The idea is that this lets you immediately identify potential trouble spots - if you see pages where the code is all bunched up on the right, it indicates massive nesting and over-long functions. If you see heavy congestion, it indicates dense code. It’s also easy to spot giant switch statements and other crimes against humanity.

Of course, you don’t actually need MS Word to do this - the Print Preview in Open Office is more than sufficient, and no doubt most office suites can do the same.

This 50,000ft view could be a useful tool in tracking progress. I mean sure, we can have our build system spit out cyclomatic complexity and code size metrics, but wouldn’t it be neat if we could do a weekly bird’s-eye printout of the source code and pin it up on the wall, giving a nice simple visual representation of the simplification of the code?

Except, of course, that with average page lengths of 45 lines we’d need almost 700 pages each time, and a hell of a lot of wall space.

A better solution would be to print a class per page. At the start of the project, the application had about 150 classes, and the refactoring effort is focussed on about 80 of those.
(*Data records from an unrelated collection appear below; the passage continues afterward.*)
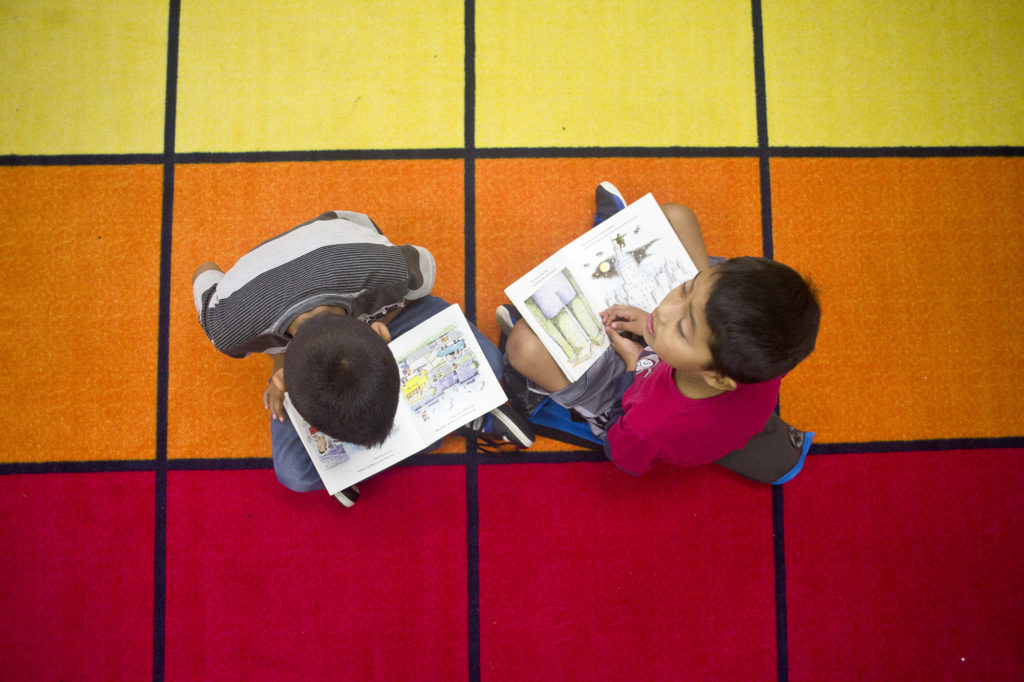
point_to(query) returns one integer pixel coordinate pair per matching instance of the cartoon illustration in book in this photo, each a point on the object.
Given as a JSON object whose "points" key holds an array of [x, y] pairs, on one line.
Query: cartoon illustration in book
{"points": [[566, 317], [332, 453], [635, 273], [438, 373]]}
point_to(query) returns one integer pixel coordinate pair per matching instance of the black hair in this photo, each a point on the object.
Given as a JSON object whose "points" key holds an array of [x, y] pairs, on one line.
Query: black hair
{"points": [[763, 316], [343, 379]]}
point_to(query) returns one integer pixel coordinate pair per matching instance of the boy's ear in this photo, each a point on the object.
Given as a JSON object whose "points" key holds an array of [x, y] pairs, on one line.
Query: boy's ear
{"points": [[382, 331], [278, 379], [718, 380]]}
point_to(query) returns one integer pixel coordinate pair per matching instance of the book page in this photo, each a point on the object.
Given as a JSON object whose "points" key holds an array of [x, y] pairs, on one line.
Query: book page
{"points": [[445, 379], [341, 465], [633, 258]]}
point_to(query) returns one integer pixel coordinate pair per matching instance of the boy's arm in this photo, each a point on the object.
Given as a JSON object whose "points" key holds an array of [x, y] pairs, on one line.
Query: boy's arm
{"points": [[273, 394], [687, 228], [205, 276]]}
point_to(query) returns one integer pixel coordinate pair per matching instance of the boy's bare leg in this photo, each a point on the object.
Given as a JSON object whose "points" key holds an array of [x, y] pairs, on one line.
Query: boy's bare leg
{"points": [[685, 223], [528, 356]]}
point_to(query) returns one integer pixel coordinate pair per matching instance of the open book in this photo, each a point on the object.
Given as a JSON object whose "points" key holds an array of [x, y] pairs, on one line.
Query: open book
{"points": [[445, 383], [633, 258]]}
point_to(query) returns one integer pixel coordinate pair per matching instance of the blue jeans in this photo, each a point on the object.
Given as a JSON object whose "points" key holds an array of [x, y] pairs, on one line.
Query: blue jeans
{"points": [[292, 463]]}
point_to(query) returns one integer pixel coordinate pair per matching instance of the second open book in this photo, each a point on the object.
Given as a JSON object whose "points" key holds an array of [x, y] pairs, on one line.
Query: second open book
{"points": [[445, 383], [633, 258]]}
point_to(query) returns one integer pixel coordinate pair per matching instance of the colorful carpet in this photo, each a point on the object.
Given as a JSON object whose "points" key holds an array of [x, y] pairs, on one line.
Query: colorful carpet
{"points": [[877, 146]]}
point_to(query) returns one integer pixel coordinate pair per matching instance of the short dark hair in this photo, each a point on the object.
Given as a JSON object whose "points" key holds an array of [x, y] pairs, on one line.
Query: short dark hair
{"points": [[343, 379], [763, 316]]}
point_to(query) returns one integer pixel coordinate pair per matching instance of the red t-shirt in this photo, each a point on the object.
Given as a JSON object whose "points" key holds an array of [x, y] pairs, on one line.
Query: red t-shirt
{"points": [[660, 423]]}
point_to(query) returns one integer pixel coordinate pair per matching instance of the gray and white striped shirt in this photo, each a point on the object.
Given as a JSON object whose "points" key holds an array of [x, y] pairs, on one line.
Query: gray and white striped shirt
{"points": [[339, 259]]}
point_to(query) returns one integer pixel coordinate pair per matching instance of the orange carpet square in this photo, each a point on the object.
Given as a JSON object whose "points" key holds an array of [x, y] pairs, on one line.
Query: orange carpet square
{"points": [[222, 211], [919, 263], [80, 256]]}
Initially, gigantic classes would be an incomprehensible smudge of grey, but as the refactoring process starts tidying the code and factoring out into other classes, the weekly printout would start to literally come into focus, hopefully ending up with many pages actually containing readable code (which happens roughly when the class is small enough to fit on no more than 3 pages at normal size).
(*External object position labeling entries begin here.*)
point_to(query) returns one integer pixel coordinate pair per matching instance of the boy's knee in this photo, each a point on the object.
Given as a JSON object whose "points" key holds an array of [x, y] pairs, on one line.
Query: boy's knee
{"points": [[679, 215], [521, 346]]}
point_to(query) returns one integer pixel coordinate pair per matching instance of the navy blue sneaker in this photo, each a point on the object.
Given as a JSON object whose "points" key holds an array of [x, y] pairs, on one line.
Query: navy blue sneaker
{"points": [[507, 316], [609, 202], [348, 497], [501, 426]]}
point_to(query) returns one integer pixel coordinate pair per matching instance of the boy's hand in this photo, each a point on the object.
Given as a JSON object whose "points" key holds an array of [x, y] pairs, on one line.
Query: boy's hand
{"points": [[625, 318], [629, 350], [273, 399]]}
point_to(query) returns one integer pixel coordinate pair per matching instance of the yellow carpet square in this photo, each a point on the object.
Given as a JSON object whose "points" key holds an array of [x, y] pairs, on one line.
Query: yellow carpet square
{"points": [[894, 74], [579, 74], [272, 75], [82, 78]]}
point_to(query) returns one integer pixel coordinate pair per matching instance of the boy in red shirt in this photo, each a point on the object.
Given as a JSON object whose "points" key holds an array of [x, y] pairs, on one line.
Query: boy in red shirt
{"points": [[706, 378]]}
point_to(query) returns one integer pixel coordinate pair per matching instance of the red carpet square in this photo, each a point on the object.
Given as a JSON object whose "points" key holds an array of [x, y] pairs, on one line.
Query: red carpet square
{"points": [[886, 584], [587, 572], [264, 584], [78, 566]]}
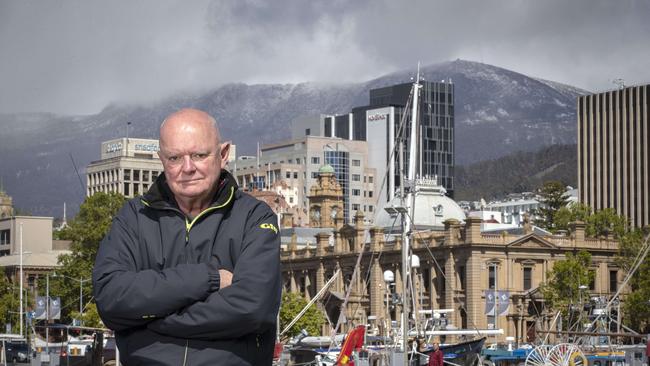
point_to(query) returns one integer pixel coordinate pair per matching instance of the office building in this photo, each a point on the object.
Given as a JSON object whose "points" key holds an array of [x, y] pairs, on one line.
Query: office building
{"points": [[297, 164], [613, 152], [127, 166], [379, 123]]}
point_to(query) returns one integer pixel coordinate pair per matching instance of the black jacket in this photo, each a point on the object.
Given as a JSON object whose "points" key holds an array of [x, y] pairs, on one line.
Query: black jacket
{"points": [[152, 281]]}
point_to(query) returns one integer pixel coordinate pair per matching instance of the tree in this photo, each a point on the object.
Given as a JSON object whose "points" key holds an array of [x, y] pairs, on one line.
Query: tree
{"points": [[564, 280], [605, 222], [553, 198], [568, 214], [9, 306], [85, 231], [636, 304], [292, 304]]}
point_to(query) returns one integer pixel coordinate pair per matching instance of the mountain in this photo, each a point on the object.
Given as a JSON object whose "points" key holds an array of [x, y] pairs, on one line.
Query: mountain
{"points": [[522, 171], [498, 111]]}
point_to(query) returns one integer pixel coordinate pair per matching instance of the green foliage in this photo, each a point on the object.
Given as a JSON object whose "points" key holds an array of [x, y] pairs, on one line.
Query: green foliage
{"points": [[605, 222], [85, 231], [518, 172], [90, 317], [292, 304], [636, 304], [9, 306], [568, 214], [553, 198], [564, 280]]}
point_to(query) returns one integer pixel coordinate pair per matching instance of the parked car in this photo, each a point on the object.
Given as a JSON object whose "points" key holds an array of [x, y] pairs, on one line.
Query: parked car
{"points": [[108, 354], [17, 352]]}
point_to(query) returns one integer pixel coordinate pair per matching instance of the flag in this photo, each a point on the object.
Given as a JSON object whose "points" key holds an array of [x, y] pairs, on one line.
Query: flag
{"points": [[39, 309], [489, 302], [504, 303], [55, 307]]}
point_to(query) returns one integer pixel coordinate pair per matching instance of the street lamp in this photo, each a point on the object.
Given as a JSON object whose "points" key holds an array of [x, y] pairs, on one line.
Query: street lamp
{"points": [[389, 277], [81, 293]]}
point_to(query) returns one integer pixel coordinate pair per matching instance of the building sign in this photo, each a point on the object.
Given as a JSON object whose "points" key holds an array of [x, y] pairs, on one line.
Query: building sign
{"points": [[147, 147], [113, 147], [377, 117]]}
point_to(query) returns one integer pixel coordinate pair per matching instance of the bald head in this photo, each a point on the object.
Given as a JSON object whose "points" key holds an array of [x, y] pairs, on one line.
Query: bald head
{"points": [[192, 157], [189, 118]]}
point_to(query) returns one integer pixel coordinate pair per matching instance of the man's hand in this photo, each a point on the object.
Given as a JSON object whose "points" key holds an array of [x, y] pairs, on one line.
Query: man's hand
{"points": [[225, 278]]}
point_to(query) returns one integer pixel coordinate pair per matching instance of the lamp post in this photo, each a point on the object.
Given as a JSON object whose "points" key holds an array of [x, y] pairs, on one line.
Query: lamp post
{"points": [[20, 312], [389, 277]]}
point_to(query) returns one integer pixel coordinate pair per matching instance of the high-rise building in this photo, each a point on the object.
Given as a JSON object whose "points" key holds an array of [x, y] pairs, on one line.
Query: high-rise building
{"points": [[380, 123], [297, 163], [613, 152]]}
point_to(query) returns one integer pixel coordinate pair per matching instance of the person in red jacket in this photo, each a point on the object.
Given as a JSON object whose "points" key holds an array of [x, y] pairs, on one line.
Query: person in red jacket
{"points": [[435, 357]]}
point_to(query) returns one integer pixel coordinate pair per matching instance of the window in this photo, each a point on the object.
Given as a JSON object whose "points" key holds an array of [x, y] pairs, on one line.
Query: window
{"points": [[5, 237], [613, 280], [461, 277], [528, 278], [492, 275]]}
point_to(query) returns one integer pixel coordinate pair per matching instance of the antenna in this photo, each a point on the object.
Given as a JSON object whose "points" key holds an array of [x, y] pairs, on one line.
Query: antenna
{"points": [[83, 190], [619, 82]]}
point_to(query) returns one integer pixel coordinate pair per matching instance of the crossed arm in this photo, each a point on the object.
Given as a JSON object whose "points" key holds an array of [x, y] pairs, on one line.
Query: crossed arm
{"points": [[178, 301]]}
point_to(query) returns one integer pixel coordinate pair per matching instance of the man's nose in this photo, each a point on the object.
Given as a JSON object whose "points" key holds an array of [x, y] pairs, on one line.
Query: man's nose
{"points": [[188, 165]]}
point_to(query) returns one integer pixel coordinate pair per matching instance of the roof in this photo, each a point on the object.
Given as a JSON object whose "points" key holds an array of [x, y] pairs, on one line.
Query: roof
{"points": [[432, 208], [36, 260]]}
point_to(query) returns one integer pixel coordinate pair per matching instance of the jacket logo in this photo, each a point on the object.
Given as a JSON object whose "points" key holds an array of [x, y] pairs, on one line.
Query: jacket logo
{"points": [[269, 226]]}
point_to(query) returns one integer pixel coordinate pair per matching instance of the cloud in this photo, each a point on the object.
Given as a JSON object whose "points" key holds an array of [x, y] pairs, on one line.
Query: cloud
{"points": [[77, 57]]}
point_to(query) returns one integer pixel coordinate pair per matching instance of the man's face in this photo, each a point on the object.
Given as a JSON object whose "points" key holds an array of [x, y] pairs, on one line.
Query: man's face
{"points": [[192, 157]]}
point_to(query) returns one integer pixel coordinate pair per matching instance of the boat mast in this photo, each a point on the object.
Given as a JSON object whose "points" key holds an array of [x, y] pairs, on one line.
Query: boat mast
{"points": [[408, 215]]}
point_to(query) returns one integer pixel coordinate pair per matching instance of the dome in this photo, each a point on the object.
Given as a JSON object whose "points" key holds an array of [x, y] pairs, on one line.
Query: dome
{"points": [[432, 208], [326, 169]]}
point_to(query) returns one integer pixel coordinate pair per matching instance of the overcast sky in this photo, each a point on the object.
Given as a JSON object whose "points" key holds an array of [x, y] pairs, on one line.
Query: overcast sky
{"points": [[75, 57]]}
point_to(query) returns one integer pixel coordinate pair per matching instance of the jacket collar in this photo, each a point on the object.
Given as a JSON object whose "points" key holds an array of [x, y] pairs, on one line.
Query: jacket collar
{"points": [[160, 195]]}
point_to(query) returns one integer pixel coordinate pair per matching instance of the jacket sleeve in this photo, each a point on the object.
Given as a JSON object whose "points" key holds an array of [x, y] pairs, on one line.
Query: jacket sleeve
{"points": [[251, 303], [127, 297]]}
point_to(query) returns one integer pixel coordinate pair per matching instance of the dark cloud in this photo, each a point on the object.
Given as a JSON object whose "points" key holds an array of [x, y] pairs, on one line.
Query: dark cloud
{"points": [[76, 57]]}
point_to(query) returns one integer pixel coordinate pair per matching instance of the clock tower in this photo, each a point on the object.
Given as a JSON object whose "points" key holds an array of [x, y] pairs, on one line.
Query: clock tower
{"points": [[325, 199]]}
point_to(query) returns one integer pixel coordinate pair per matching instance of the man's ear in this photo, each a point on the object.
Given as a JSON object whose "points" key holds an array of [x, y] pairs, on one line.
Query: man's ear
{"points": [[225, 152]]}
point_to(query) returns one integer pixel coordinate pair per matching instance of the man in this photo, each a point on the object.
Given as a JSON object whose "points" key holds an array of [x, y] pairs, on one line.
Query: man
{"points": [[189, 274], [435, 356]]}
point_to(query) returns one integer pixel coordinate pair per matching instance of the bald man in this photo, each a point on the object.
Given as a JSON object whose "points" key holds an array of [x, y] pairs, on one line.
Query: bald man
{"points": [[189, 274]]}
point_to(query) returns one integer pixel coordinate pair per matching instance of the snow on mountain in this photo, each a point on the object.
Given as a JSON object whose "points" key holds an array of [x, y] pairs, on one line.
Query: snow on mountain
{"points": [[497, 112]]}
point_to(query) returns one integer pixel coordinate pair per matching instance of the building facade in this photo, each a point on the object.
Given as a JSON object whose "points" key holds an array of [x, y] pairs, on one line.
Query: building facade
{"points": [[613, 153], [459, 266], [297, 164], [126, 166]]}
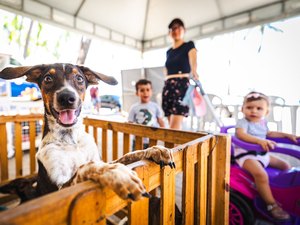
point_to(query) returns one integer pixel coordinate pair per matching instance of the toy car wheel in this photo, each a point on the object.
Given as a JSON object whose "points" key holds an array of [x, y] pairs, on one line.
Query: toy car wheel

The first time we pinned up the printouts, I suddenly recalled a Douglas Adams foreword reprinted in The Salmon of Doubt. Adams was a great fan of P.G. Wodehouse, and explained Wodehouse’s interesting drafting technique:

It is the next stage of writing—the relentless revising, refining, and polishing—that turned his works into the marvels of language we know and love. When he was writing a book, he used to pin the pages in undulating waves around the wall of his workroom. Pages he felt were working well would be pinned up high, and those that still needed work would be lower down the wall. His aim was to get the entire manuscript up to the picture rail before he handed it in.

(Adams, 2002)

Hmm, isn’t redrafting a literary cousin of refactoring? In many ways, I think it is - so why not apply this technique to refactoring?

And we’ve made it so. We tied a piece of string horizontally across the wall - that’s our ‘picture rail’. Every week we reprint the classes we have been working on, and replace the old printouts. Then we move them up towards the string, in accordance with how happy we are with the view.

Obviously, this doesn’t replace all the other tools we have for evaluating code quality - e.g. the aforementioned metrics, unit tests, manual QA, and so on. It does, however, make for a brilliant way of tracking our subjective satisfaction with the class. Software quality tools can never completely replace the gut instinct of a developer - you might have massive test coverage, but that won’t help with subjective measures such as code smells. With Wodehouse-style refactoring, we can now easily keep track of which code we are happy with, and which code we remain deeply suspicious of.

As an added benefit, all those pages nicely cover up the hideous wall colour. Bonus!